Parsons told reporters the province has offered the field's operators about $500 million in cash and royalty-adjustment incentives to get the project back on track, to no avail. He also said the province has ruled out the idea of purchasing an equity stake in the project.
“The risk has proven to be too great for a project so late in its life,'' he said, adding that an equity share will come with additional costs at the time of abandonment. “I'm calling on project owners to continue to work to find an equity solution.''
The Terra Nova oilfield sits about 350 kilometres off the southeast coast of St. John's, and it first began producing oil in January 2002. Much of the oil has already been sucked from under the seabed but there's still oil out there – about 80 million barrels, according to estimates from the Newfoundland and Labrador Oil and Gas Industries Association.
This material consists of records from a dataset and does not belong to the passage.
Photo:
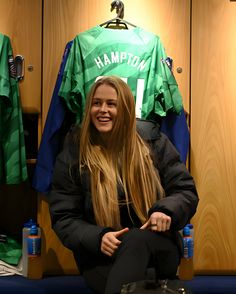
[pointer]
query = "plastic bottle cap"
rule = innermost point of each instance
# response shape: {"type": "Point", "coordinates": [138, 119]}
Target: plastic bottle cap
{"type": "Point", "coordinates": [33, 230]}
{"type": "Point", "coordinates": [29, 223]}
{"type": "Point", "coordinates": [190, 226]}
{"type": "Point", "coordinates": [186, 231]}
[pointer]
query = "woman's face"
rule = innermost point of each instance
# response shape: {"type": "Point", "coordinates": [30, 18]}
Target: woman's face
{"type": "Point", "coordinates": [104, 108]}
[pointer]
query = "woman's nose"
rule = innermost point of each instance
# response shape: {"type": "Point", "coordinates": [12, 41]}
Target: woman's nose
{"type": "Point", "coordinates": [103, 107]}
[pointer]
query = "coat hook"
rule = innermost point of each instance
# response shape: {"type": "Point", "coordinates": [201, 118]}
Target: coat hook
{"type": "Point", "coordinates": [119, 5]}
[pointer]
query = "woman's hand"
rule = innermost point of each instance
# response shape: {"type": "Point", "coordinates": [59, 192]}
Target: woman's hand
{"type": "Point", "coordinates": [158, 221]}
{"type": "Point", "coordinates": [110, 241]}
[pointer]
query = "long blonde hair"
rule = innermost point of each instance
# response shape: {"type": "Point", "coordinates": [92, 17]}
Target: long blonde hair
{"type": "Point", "coordinates": [124, 160]}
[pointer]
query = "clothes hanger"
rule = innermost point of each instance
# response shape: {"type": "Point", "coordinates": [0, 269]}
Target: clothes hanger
{"type": "Point", "coordinates": [118, 22]}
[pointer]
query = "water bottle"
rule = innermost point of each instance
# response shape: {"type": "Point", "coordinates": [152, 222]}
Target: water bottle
{"type": "Point", "coordinates": [186, 270]}
{"type": "Point", "coordinates": [25, 233]}
{"type": "Point", "coordinates": [34, 253]}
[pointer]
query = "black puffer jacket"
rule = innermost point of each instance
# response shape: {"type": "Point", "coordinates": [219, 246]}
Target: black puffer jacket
{"type": "Point", "coordinates": [70, 198]}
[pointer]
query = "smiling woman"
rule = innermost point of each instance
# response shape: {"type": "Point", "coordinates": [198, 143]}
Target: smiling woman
{"type": "Point", "coordinates": [104, 108]}
{"type": "Point", "coordinates": [120, 193]}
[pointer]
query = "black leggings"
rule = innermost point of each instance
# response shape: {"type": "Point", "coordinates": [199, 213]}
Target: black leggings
{"type": "Point", "coordinates": [139, 250]}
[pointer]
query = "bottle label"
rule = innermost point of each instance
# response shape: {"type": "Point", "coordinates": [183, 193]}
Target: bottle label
{"type": "Point", "coordinates": [188, 247]}
{"type": "Point", "coordinates": [34, 245]}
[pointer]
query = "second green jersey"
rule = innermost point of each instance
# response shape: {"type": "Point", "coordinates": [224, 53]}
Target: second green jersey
{"type": "Point", "coordinates": [13, 169]}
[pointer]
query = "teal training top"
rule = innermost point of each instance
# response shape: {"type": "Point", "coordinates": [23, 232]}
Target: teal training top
{"type": "Point", "coordinates": [13, 169]}
{"type": "Point", "coordinates": [135, 55]}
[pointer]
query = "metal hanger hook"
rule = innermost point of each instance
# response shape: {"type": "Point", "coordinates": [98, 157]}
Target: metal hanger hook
{"type": "Point", "coordinates": [119, 5]}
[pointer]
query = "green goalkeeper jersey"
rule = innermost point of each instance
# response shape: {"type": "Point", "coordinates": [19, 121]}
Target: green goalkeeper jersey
{"type": "Point", "coordinates": [135, 55]}
{"type": "Point", "coordinates": [13, 168]}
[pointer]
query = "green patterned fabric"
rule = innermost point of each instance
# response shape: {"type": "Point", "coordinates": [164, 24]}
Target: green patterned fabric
{"type": "Point", "coordinates": [11, 251]}
{"type": "Point", "coordinates": [13, 168]}
{"type": "Point", "coordinates": [135, 55]}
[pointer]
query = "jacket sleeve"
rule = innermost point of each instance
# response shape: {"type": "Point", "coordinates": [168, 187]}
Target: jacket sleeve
{"type": "Point", "coordinates": [67, 204]}
{"type": "Point", "coordinates": [181, 197]}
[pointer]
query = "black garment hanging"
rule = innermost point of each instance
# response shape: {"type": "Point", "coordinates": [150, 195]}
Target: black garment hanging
{"type": "Point", "coordinates": [118, 22]}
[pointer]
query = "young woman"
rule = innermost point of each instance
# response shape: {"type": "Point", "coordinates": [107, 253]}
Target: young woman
{"type": "Point", "coordinates": [120, 193]}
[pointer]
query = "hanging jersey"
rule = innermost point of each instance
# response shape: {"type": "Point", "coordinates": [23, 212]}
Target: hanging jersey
{"type": "Point", "coordinates": [13, 168]}
{"type": "Point", "coordinates": [57, 124]}
{"type": "Point", "coordinates": [135, 55]}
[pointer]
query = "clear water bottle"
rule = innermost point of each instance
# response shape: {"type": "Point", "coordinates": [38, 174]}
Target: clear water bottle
{"type": "Point", "coordinates": [25, 254]}
{"type": "Point", "coordinates": [25, 233]}
{"type": "Point", "coordinates": [186, 269]}
{"type": "Point", "coordinates": [34, 253]}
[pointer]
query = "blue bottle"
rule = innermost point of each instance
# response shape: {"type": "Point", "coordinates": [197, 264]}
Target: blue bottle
{"type": "Point", "coordinates": [186, 269]}
{"type": "Point", "coordinates": [187, 242]}
{"type": "Point", "coordinates": [25, 233]}
{"type": "Point", "coordinates": [35, 266]}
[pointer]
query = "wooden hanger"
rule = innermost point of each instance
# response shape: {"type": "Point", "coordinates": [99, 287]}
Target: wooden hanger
{"type": "Point", "coordinates": [118, 22]}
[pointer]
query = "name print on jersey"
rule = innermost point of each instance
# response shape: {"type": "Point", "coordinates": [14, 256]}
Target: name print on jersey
{"type": "Point", "coordinates": [120, 57]}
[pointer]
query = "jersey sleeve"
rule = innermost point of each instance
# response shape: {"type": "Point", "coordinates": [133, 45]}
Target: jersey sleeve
{"type": "Point", "coordinates": [72, 86]}
{"type": "Point", "coordinates": [168, 97]}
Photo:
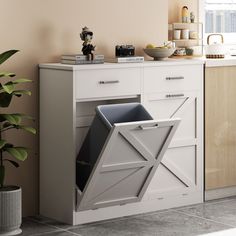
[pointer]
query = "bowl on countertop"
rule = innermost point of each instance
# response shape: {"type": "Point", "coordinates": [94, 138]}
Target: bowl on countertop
{"type": "Point", "coordinates": [159, 53]}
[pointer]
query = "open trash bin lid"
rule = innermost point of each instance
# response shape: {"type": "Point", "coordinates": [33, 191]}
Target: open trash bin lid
{"type": "Point", "coordinates": [127, 162]}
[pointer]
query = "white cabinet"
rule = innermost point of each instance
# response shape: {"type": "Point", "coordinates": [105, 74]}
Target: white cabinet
{"type": "Point", "coordinates": [68, 97]}
{"type": "Point", "coordinates": [90, 84]}
{"type": "Point", "coordinates": [180, 171]}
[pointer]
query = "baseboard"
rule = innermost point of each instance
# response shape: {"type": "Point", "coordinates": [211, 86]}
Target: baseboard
{"type": "Point", "coordinates": [220, 193]}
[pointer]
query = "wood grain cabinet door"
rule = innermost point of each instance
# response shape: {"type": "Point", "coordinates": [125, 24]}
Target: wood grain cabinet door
{"type": "Point", "coordinates": [220, 127]}
{"type": "Point", "coordinates": [180, 171]}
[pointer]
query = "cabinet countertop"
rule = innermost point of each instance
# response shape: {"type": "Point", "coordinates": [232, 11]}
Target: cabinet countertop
{"type": "Point", "coordinates": [227, 61]}
{"type": "Point", "coordinates": [167, 62]}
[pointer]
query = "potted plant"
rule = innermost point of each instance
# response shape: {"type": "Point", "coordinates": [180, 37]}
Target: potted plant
{"type": "Point", "coordinates": [10, 196]}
In order to get the last of it, the field's infrastructure needs a significant investment in maintenance and upgrades. The seven oil companies that operate the field aren't united on footing the bill, according to Mark Little, president of Suncor Energy, the company that owns the largest share in the project. He said last month that a decision about whether to abandon the field is expected June 15.
Suncor spokesperson Sneh Seetal said Thursday in an email that to date, “there has not been alignment among all the owners to support a long-term production plan for the asset and unfortunately abandonment remains a real possibility at this time. We're hoping other owners wanting to exit the project will reconsider.''
Seetal said the company is “surprised and disappointed” with the government's decision not to buy an equity stake in the project.
According to provincial legislation, companies operating offshore oil projects can claim decommissioning cost overruns against previous royalty payments to the government. It's hard to specify exactly what those so-called “royalty carryback costs'' might be, Parsons said, but he expects them to be “significant.”
“It would put us in a bad spot to put a number there that we simply don't know and can't control,'' he said. “But again, it is significant, it is in the hundreds (of millions).''
Parsons told The Canadian Press last November he couldn't estimate the decommissioning costs of the offshore oilfield because doing so would have been “premature, given the current status of our offshore projects.''
The government offered the Terra Nova partners $205 million in cash from a pot of federal money given to the province last year to help its floundering offshore oil sector. Parsons said the operators were also offered a restructuring of the project's royalty agreement, which would have yielded another $300 million.
“These terms have not been accepted by project owners, and currently we are at an impasse,'' he said.
Revenues from the province's four offshore installations accounted for nearly 21 per cent of the province's GDP in 2019, according to the province's 2021-22 budget documents.